🤖 AI Summary
Large language models (LLMs) struggle to accurately model the alignment between user intent and database schema in natural language-to-SQL (NL2SQL) translation, leading to high error rates. To address this, we propose SGU-SQL—a novel framework introducing a decoupled, stepwise generation paradigm that separately handles schema grounding and syntactic tree decomposition. SGU-SQL integrates structure-enhanced query-schema alignment, syntax-tree-guided LLM decoding, and multi-stage structure-aware prompting and fine-tuning to achieve precise semantic-to-syntactic mapping. Evaluated on two prominent benchmarks—Spider and BIRD—SGU-SQL outperforms 16 state-of-the-art baselines, achieving new SOTA performance in both execution accuracy and cross-domain generalization.
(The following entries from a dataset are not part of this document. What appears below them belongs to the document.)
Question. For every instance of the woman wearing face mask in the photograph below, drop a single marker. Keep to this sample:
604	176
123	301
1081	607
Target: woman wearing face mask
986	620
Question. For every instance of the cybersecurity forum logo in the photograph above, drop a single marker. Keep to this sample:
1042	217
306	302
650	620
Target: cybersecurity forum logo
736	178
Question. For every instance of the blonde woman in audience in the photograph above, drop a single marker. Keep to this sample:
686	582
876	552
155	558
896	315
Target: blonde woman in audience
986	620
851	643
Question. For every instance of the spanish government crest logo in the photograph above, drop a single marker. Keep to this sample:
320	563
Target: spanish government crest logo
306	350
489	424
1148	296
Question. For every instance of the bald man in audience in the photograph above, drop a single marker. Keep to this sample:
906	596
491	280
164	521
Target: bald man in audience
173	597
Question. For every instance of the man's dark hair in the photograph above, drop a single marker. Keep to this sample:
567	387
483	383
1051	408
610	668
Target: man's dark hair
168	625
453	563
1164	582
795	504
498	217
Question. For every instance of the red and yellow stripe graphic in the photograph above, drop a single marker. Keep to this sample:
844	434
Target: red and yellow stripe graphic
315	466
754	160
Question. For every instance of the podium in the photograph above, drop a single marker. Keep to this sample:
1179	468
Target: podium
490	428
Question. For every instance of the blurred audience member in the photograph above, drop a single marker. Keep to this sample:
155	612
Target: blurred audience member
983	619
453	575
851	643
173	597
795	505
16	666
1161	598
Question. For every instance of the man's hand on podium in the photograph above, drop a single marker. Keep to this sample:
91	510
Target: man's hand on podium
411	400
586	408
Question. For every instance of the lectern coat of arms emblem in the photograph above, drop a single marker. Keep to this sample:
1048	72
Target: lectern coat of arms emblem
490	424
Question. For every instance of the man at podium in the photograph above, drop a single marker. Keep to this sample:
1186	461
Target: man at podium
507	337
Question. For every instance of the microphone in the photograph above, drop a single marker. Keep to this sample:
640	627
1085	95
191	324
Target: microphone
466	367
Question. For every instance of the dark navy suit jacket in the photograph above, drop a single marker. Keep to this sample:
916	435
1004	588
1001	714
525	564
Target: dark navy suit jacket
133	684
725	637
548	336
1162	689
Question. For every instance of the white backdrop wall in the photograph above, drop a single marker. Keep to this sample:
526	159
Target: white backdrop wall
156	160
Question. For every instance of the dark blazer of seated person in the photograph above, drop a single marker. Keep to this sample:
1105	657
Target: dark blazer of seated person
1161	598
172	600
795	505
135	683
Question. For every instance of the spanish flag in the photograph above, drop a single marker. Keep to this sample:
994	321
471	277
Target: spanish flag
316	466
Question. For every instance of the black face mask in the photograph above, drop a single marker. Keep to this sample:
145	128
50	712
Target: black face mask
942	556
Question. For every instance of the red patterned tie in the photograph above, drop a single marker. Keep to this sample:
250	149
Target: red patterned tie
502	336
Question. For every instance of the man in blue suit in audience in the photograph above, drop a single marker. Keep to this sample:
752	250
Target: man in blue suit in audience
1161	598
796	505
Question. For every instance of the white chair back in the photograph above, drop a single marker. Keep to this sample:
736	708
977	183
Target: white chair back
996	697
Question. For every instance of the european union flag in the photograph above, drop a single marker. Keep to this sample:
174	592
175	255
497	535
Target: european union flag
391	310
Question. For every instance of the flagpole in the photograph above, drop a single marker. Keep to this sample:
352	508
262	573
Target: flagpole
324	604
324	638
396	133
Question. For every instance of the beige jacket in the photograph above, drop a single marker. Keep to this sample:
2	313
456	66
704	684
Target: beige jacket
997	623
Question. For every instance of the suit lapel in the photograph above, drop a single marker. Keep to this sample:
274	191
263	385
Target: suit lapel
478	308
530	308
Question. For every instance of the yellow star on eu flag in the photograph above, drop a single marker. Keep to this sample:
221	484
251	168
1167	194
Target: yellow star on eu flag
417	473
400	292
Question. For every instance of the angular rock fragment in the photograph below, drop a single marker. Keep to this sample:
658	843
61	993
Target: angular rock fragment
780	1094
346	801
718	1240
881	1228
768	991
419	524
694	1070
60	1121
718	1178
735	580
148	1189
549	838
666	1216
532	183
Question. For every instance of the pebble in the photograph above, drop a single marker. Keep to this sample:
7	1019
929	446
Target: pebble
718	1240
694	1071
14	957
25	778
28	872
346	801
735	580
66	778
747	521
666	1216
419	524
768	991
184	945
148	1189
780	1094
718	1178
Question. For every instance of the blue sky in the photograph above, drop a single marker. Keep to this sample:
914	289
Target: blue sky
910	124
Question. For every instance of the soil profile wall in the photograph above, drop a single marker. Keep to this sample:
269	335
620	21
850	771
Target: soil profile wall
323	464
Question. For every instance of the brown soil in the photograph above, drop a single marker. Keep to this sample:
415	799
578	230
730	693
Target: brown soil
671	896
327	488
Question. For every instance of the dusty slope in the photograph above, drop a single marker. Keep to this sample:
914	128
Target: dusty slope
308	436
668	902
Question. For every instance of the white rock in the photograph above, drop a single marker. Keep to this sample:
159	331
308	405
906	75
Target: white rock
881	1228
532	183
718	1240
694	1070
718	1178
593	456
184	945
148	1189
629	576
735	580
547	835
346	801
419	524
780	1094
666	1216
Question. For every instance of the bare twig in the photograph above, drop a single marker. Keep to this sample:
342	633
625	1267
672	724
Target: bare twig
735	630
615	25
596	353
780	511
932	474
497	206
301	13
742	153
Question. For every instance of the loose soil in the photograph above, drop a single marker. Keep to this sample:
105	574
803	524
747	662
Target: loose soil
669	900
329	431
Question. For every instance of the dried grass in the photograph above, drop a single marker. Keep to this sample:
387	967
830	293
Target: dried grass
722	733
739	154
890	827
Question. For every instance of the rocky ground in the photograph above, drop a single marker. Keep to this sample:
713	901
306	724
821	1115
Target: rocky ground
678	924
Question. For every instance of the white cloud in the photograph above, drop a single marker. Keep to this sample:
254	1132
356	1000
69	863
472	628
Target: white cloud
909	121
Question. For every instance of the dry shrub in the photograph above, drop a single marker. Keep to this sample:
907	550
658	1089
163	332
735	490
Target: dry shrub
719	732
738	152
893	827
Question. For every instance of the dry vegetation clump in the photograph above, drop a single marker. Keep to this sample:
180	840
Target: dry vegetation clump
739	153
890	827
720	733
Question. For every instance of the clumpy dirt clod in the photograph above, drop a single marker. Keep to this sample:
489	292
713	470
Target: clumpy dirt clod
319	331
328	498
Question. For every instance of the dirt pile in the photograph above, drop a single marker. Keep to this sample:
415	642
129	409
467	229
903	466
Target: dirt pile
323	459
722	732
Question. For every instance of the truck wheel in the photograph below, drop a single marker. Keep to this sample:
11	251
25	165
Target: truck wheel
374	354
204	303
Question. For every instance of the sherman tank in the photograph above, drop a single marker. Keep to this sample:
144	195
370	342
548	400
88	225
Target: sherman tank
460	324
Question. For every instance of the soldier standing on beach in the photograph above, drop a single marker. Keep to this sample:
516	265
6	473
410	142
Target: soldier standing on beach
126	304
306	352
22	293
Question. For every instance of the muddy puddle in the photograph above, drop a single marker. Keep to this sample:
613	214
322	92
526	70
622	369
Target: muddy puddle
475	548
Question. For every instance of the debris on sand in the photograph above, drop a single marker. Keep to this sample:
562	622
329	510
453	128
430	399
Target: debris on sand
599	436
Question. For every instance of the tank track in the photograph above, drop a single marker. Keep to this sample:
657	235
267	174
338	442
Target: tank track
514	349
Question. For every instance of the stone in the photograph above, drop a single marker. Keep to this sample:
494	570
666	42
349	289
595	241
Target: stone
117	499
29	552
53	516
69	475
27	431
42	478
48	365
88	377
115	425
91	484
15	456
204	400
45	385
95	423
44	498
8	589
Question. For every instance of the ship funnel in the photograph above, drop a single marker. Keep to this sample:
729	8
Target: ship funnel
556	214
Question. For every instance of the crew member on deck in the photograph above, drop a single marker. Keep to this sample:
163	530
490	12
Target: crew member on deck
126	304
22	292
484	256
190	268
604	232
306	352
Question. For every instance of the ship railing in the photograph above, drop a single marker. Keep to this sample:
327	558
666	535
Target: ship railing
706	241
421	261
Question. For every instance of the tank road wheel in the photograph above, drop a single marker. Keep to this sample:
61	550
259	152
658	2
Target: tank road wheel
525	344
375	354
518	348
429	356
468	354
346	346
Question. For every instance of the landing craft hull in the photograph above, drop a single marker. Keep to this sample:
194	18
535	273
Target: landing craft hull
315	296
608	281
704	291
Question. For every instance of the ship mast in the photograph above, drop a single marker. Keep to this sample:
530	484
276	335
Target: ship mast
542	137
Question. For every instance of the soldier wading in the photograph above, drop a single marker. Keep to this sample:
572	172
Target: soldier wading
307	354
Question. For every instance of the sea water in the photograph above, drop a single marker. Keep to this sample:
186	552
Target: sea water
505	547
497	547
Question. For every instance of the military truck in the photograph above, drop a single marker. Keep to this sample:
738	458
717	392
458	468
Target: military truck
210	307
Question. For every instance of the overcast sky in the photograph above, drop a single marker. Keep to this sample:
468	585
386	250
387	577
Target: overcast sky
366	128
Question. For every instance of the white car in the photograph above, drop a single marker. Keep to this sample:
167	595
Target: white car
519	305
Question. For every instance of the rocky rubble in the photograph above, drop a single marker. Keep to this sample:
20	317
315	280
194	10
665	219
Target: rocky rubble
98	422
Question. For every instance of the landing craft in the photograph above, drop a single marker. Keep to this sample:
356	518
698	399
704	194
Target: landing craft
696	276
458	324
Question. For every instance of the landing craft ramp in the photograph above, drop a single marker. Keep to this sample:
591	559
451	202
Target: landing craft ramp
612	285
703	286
Our results empirically validate that explicit structural modeling is critical for advancing NL2SQL systems.
📝 Abstract
Generating accurate Structured Querying Language (SQL) is a long-standing problem, especially in matching users' semantic queries with structured databases and then generating structured SQL. Existing models typically input queries and database schemas into the LLM and rely on the LLM to perform semantic-structure matching and generate structured SQL. However, such solutions overlook the structural information within user queries and databases, which can be utilized to enhance the generation of structured SQL. This oversight can lead to inaccurate or unexecutable SQL generation. To fully exploit the structure, we propose a structure-to-SQL framework, which leverages the inherent structure information to improve the SQL generation of LLMs. Specifically, we introduce our Structure Guided SQL~(SGU-SQL) generation model. SGU-SQL first links user queries and databases in a structure-enhanced manner. It then decomposes complicated linked structures with grammar trees to guide the LLM to generate the SQL step by step. Extensive experiments on two benchmark datasets illustrate that SGU-SQL can outperform sixteen SQL generation baselines.